Morto ao chegar

Estávamos eu e Remi no arquivo, selecionando antigas fotografias de autópsias para digitalização, quando ela me passou um envelope pardo carimbado "CONFIDENCIAL".

- Veja que interessante - anunciou com um meio sorriso.

- De quando é isso? - Indaguei, ajeitando os óculos.

- Foi catalogado em 1982, mas as fotos são reproduções de originais da I Guerra Mundial... 1917, creio.

Sim, as fotos eram de 1917, constatei; mais especificamente, de 29 de outubro de 1917, e haviam sido feitas provavelmente com uma ICA Minimum Palmos, uma câmera fotográfica profissional muito usada por oficiais do exército britânico na Frente Ocidental. Mas aquelas fotos não eram da Frente Ocidental. E também não eram de uma autópsia, embora exibissem um corpo.
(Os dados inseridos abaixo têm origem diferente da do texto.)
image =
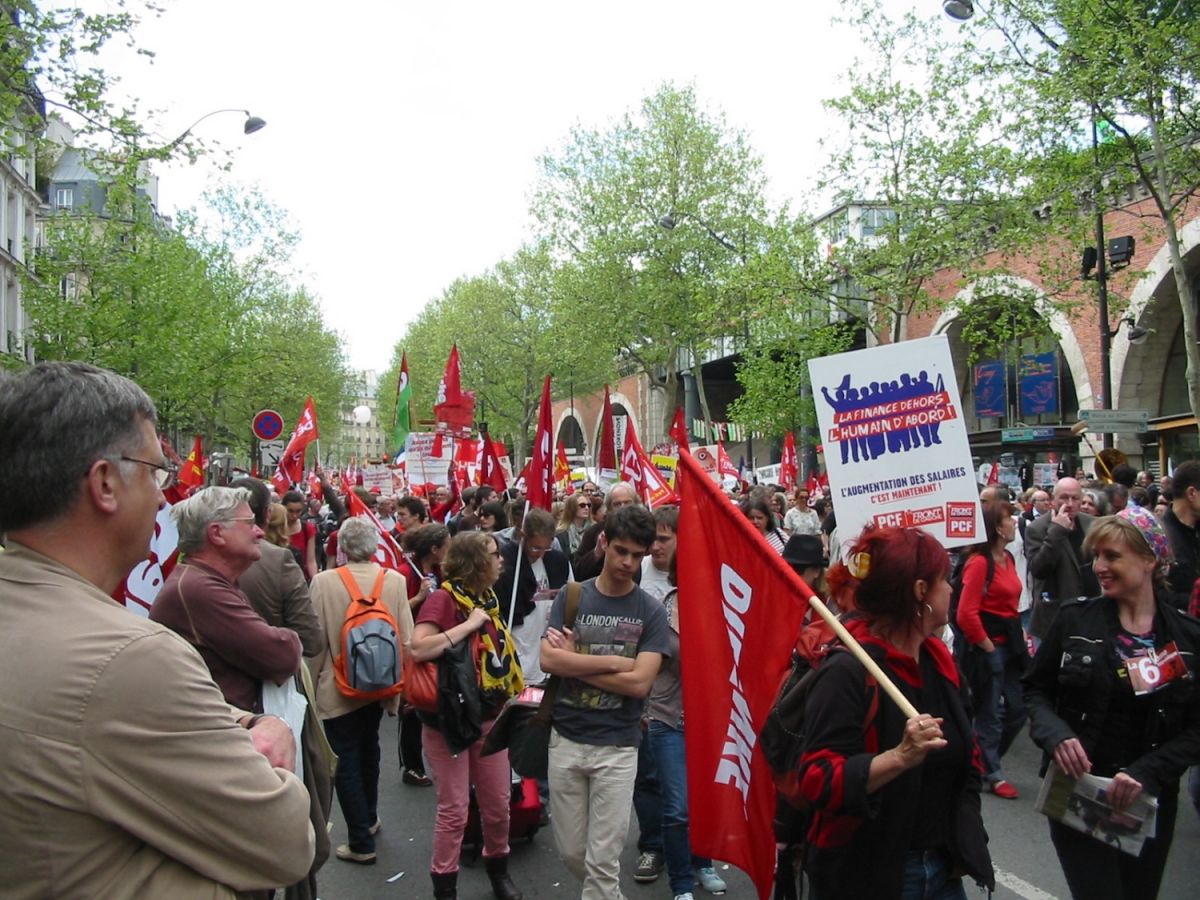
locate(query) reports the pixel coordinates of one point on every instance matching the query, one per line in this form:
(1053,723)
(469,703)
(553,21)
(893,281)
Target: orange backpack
(369,666)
- Gaza? - Ergui os sobrolhos.

- Gaza estava cercada pela Força Expedicionária Egípcia... que era basicamente nosso pessoal, mais tropas auxiliares egípcias e indianas - explicou Remi, lendo a cópia amarelada de um relatório datilografado. - Estavam bombardeando a cidade para expulsar os turcos otomanos, e na noite de 28 de outubro, uma patrulha da FEE fora das muralhas testemunhou um estranho fenômeno: um clarão azulado em meio a alguns rochedos. Foram ver do que se tratava e descobriram o corpo da foto, caído ali, mas sem ferimentos aparentes. Exceto que os olhos haviam sido arrancados.

- OK, isso é mesmo misterioso. Um homem caucasiano, cerca de 25 anos de idade, completamente nu, sem sinais de exposição ao sol ou de ferimentos nos pés. Como ele chegou lá? - Questionei.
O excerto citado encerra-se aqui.